The PLOS Data policy requires authors to make all data underlying the findings described in their manuscript fully available without restriction, with rare exception (please refer to the Data Availability Statement in the manuscript PDF file). The data should be provided as part of the manuscript or its supporting information, or deposited to a public repository. For example, in addition to summary statistics, the data points behind means, medians and variance measures should be available. If there are restrictions on publicly sharing data—e.g. participant privacy or use of data from a third party—those must be specified.

Reviewer #1: Yes

**********

4. Is the manuscript presented in an intelligible fashion and written in standard English?

PLOS ONE does not copyedit accepted manuscripts, so the language in submitted articles must be clear, correct, and unambiguous. Any typographical or grammatical errors should be corrected at revision, so please note any specific errors here.

Reviewer #1: Yes

**********

5. Review Comments to the Author

Please use the space provided to explain your answers to the questions above. You may also include additional comments for the author, including concerns about dual publication, research ethics, or publication ethics. (Please upload your review as an attachment if it exceeds 20,000 characters)

Reviewer #1: Manuscript Number PONE-D-20-27394

Relationship of taxonomic error to frequency of observation

Ecological monitoring and taxonomic assessment is fundamental for effective management of freshwater ecosystems. Error is rarely measured in biomonitoring surveys because it is often assumed to be small and constant, but is considerably more widespread than assumed.

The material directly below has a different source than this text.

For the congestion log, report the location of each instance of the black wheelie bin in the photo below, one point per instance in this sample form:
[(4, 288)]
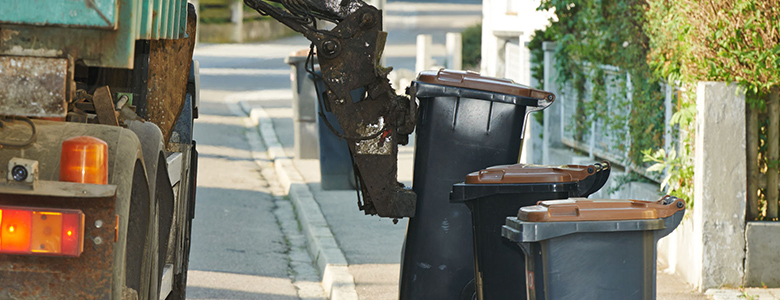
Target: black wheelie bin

This short manuscript provides an interesting method of quantifying taxon-specific error rates for macroinvertebrate identification.

Macroinvertebrate identification requires a high level of skill and training, and misidentification of taxa, sorting efficiency and taxon enumeration can all impact data quality. Interpreting rare taxa data can be problematic for freshwater ecologists and, in my experience, assessing rare and often misidentified taxon are not handled consistently between regional water authorities and agencies.

Providing tools to better measure and quantify biodiversity values from national datasets, researchers can more accurately assess distinctiveness of rare taxon groups. This manuscript provides a means to better understand freshwater macroinvertebrate assemblages and, more importantly, highlight focus taxa groups that may require further investigation, better taxonomic keys, management or protection. Furthermore, this manuscript indirectly demonstrates the importance of implementing regular interlaboratory quality control procedures to identify causes and sources of error for macroinvertebrate samples. This will continue to ensure, sorting laboratories are able to produce consistent, high quality data.

I have some minor points to note, mostly with respect to the inconsistencies between formatting and presentation of the figures. However, some of these format issues may be a reflection of the journal requirements.

1. Lines 221, 226, 229, 230, 233-4, 239, 242 can you provide context to the taxonomic groups (e.g., order) the mentioned taxa belong, as done for Nais (line 222)? For a non-taxonomist or ecologist without knowledge of North America macroinvertebrates this would help immensely rather than the having to cross reference with supplementary files.

2. Although there is no mention to macroinvertebrate size (in relation to instar size) can you comment if instar size correlates to an increase in RPD error?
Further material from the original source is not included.